Shannon Ross, who played a key role in helping many of the Rose Buddies members, and others, get their micro cultivation licences, is also one of the people behind this processing facility, Antidote, which they hope to have licensed in 2022—in time to process for local growers like Rose Buddies. LeBlanc and Rosebud Cannabis Farms is also a 25% owner of Antidote.

“Getting an outdoor licence isn’t as difficult as some people think it is,” says Ross. “The difficult part is how you sell it and where it goes and what it goes into. So this is a regional strategy of how we can create a retail pathway for farmers, whether they’re indoor or outdoor.”

Kalibri Wetsch and James Wood, Green Wynds Farm

“So part of the challenge that people have been facing is not having huge volumes of cannabis to go into one particular product. So what we have found is if we have several outdoor micro cultivators, if they’re all growing different types and batches and there’s no consistency, those are some challenges that a lot of the outdoor growers have had.”

The intense local focus of the Community Futures Program helped birth the Rose Buddies program, she says. 

“There’s a lot of collaboration that just started to happen naturally, and Rose Buddies kind of naturally grew out of that,” she says. “Having a community of people to ask questions and help each other out and recognizing the challenges that a lot of the outdoor growers have in getting to market. Because it’s one thing to grow cannabis, it’s another to get it to market.” 

“Somehow we all just started meeting every week and it just made sense to all learn from each other and support each other, and also find a way into the market. It’s pretty tough for an outdoor micro to enter the market.”

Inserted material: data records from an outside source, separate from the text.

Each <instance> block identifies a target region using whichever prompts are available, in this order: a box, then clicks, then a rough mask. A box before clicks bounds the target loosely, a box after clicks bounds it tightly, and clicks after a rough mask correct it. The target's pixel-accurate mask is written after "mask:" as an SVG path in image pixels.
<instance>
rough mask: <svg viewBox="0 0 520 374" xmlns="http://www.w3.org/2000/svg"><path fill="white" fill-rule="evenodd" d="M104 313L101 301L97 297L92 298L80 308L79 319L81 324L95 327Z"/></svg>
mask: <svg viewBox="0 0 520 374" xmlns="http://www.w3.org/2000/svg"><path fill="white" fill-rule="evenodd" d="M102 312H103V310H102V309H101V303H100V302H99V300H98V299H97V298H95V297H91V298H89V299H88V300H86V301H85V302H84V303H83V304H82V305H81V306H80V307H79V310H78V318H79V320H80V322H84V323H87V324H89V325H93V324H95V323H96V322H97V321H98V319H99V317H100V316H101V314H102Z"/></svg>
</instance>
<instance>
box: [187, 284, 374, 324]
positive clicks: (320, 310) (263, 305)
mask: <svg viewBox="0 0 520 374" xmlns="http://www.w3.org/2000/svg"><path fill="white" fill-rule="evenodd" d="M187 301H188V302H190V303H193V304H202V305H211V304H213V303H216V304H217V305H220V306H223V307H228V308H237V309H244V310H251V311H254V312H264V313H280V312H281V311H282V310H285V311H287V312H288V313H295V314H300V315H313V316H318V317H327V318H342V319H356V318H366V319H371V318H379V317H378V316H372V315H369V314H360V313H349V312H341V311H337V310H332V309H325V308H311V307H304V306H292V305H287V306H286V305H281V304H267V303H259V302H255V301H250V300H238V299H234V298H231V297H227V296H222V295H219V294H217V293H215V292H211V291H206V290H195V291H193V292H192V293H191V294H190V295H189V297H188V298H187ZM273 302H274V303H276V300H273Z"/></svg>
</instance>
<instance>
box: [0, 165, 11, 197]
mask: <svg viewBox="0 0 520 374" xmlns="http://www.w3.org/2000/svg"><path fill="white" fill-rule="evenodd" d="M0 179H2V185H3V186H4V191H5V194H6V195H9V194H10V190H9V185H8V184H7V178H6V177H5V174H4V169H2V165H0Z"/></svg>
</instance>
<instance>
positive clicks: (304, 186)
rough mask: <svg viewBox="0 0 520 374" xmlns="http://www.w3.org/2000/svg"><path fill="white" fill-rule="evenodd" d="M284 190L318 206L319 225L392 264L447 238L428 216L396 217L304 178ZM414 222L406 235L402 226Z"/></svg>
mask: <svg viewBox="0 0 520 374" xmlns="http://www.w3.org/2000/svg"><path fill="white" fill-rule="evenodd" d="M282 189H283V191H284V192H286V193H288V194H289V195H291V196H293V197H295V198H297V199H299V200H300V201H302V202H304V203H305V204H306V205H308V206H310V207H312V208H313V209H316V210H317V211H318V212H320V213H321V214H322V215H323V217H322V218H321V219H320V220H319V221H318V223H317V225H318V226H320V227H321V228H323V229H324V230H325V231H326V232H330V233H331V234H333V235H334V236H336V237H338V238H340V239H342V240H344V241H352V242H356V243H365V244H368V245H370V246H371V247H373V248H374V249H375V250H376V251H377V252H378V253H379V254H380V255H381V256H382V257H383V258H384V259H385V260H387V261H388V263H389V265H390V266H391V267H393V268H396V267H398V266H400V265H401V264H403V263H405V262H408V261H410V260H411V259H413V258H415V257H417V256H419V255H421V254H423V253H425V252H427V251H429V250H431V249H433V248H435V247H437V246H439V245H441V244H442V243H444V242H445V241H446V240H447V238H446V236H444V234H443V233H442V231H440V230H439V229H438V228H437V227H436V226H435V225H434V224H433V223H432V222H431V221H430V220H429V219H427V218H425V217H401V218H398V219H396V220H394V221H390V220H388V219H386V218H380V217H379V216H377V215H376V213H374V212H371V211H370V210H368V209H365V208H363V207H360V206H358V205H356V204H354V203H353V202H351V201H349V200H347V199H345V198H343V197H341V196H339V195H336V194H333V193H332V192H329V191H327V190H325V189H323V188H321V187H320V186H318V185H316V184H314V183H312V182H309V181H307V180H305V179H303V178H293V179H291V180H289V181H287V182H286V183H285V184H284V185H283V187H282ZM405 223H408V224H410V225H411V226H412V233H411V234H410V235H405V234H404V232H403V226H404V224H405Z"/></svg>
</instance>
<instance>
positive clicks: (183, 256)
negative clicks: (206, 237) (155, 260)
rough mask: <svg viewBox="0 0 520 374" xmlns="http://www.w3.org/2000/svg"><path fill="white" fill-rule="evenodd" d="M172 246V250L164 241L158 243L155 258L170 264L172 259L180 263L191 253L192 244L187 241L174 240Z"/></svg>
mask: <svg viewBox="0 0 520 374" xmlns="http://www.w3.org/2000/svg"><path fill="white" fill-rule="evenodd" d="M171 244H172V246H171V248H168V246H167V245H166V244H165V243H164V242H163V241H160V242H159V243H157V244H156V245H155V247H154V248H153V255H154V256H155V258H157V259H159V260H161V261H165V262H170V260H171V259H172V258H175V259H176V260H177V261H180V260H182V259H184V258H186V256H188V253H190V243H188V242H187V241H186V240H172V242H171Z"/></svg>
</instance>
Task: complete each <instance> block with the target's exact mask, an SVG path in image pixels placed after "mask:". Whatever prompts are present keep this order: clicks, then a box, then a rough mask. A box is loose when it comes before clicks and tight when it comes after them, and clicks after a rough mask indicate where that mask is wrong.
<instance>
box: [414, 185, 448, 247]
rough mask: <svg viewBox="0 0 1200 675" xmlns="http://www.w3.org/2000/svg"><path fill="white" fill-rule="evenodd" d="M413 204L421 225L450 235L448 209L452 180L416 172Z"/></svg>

Kalibri Wetsch, Green Wynds

Kalibri Wetsch at Green Wynds in Crawford Bay, another outdoor micro taking part in the Rose Buddies program, echoes that feeling of community collaboration. She and her partner James Wood have been gardening on their plot of land for over a decade and met Leblanc last year through mutual friends and the Community Futures program. 

“I had been to Che’s farm to help with harvest last year and then I learned about Rose Buddies through the Community Futures program and it all came together,” she says. “Somehow we all just started meeting every week and it just made sense to all learn from each other and support each other, and also find a way into the market. It’s pretty tough for an outdoor micro to enter the market.”